Jak podaje w sobotę dziennik "China Daily", koszt budowy nowych linii metra wyniósł w przeliczeniu ponad dwa miliardy euro.
Obecnie w Pekinie działać będzie osiem linii metra o łącznej długości dwustu kilometrów.
W Warszawie
Ratusz szykuje się do unieważnienia przetargu na drugą linię metra. Jak się dowiedziało "Życie Warszawy", oferenci chcą zejść z astronomicznej ceny 6 mld zł. Jednak nie pozwala na to prawo zamówień publicznych.
Władze Warszawy za kilka dni dostaną od ekspertów z Ernst & Young analizę opłacalności budowy centralnego odcinka drugiej linii metra za blisko 6 mld zł (ponad dwa razy więcej od kosztorysu). Wtedy zdecydują o losach tej inwestycji.
Za budowę metra odpowiada wiceprezydent Jacek Wojciechowicz. W piątek wyjaśniał, że w przypadku unieważnienia ratusz "najszybciej, jak się da" rozpisze drugi przetarg, z dłuższym terminem realizacji inwestycji. Pytanie tylko, czy możliwe będzie wtedy wyrobienie się z budową przed Euro 2012.

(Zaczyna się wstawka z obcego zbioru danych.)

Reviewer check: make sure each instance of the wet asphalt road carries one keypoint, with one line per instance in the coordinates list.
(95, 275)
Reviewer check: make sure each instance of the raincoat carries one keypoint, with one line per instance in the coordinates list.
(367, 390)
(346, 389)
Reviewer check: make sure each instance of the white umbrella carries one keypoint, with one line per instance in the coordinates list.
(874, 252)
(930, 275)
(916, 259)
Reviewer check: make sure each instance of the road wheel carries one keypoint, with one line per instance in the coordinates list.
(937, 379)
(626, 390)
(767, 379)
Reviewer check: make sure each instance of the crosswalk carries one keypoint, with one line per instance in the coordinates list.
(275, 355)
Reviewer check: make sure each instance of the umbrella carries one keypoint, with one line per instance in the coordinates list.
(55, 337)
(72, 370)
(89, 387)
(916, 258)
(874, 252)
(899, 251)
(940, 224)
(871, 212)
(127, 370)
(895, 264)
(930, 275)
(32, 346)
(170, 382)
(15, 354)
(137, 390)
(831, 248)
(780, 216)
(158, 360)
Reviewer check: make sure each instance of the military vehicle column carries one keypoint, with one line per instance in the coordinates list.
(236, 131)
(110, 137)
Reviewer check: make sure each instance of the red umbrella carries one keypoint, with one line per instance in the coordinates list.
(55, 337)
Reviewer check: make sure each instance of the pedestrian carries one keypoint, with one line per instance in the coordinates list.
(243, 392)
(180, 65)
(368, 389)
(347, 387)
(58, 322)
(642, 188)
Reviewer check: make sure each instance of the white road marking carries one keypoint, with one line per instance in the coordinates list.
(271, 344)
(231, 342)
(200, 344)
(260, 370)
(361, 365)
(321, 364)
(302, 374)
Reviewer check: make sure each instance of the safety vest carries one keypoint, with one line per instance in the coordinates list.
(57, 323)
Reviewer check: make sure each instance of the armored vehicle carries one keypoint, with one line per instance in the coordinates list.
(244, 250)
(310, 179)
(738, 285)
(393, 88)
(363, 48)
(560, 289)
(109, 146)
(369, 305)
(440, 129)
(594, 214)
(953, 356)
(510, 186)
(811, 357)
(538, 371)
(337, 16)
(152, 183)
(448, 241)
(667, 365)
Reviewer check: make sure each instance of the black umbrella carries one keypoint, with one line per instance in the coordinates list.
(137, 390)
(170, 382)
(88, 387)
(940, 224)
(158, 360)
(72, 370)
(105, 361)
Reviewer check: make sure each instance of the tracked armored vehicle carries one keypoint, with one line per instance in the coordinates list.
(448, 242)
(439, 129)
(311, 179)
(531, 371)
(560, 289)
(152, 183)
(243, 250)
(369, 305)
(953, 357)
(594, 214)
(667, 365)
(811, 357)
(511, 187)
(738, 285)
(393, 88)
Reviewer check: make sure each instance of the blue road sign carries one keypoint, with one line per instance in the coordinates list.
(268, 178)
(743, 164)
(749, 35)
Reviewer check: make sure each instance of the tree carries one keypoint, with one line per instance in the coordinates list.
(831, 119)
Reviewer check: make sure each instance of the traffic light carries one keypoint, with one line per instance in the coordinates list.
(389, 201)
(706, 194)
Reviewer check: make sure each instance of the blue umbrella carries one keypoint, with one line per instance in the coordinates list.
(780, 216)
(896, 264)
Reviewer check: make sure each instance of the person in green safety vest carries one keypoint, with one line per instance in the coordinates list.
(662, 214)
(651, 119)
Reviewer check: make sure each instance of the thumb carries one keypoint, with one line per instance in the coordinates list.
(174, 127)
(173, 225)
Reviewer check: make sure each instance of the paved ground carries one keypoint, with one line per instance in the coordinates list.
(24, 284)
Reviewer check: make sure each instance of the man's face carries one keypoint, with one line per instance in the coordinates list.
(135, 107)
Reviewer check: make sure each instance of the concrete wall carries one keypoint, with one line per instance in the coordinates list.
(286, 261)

Poprzedni termin realizacji - 45 miesięcy - inwestorzy ocenili jako nierealny i w cenę wliczyli sobie ok. 1 mld zł kar, które mieliby zapłacić za opóźnienia. Nowy przetarg przewidywałby co najmniej o rok dłuższy termin, a to mogłoby wpłynąć na obniżenie ceny - mówi wiceprezydent.
Jak się dowiedziało "Życie Warszawy", hiszpańskie i niemieckie firmy boją się unieważnienia przetargu.
Oferenci wyrazili gotowość negocjacji, w wyniku których mogliby zejść z ceny. Niestety, prawo nam na to nie pozwala - ujawnia Zenon Mikulec z Metra Warszawskiego, szef Działu Przygotowania Inwestycji.
Problemu by nie było, gdyby przed złożeniem ofert komisja przetargowa nie wykluczyła chińskiego konsorcjum. Mikulec zaprzeczał, że Chińczycy "zostali wycięci" z przetargu. Według niego, odpadli z przyczyn proceduralnych.